We have a basic eval framework set up to evaluate how a model is performing. This is not something you can do with data recently collected; you need to have a golden dataset that is considered correct.

This requires some file setup:

  1. In each folder in incentives/data that you want to evaluate, you need golden files with suffix _golden.json, e.g. 1_golden.json is the golden file for 1.txt. These are JSON files that contain the incentives as they should appear; in other words, the answer key.

  2. Then execute a model run as described in the previous section, retaining the RunID. Run node build/src/run_evals.js -r <run_id> to run your eval. You'll see a diffs.json and report.csv in the out/<run_id> folder now, containing the "raw" diffs and then a summary report.

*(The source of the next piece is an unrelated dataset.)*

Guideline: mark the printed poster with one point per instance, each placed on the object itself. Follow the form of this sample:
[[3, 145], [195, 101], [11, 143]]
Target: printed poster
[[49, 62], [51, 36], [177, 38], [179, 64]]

  3. To interpret the output: we grade every key (field) that the model is requested to produce. For all keys, we first investigate whether it is missing in both the golden and predicted (model-produced) output, missing in only one, or populated in both. If populated in both, we compare the two. For all fields, we start by looking for an case-insensitive match. If we don't find it, for shorter fields, we'll use a fuzzy matching algorithm, and for longer ones, we actually send it back to the model to grade its own response! The fuzzy match is binary (FuzzyMatch or FuzzyNoMatch), but the model grading has four levels to give a bit more nuance in the answer.

The diffs.json files have a field-by-field comparison including an explanation of why the field was given the grade that it was (for model-graded fields). The report.csv rolls this up so you just see the totals by key and grade.

Eval Caveats

  1. We only have the ability to compare two JSON files with the same number of incentives in the same order right now, so in practice, it's typically best to use an artificial test set specifically constructed for this purpose. In the longer term, it would be nice to be able to construct diffs that are aware if the model (or golden) is missing incentives.

  2. LLMs are not deterministic. In practice, this isn't a major issue for GPT3.5 and PaLM 2 – they are deterministic enough so that the metrics don't vary much between runs. For GPT4, I recommend you run at least 3 trials and inspect how similar the numbers are before being confident you're seeing a meaningful change.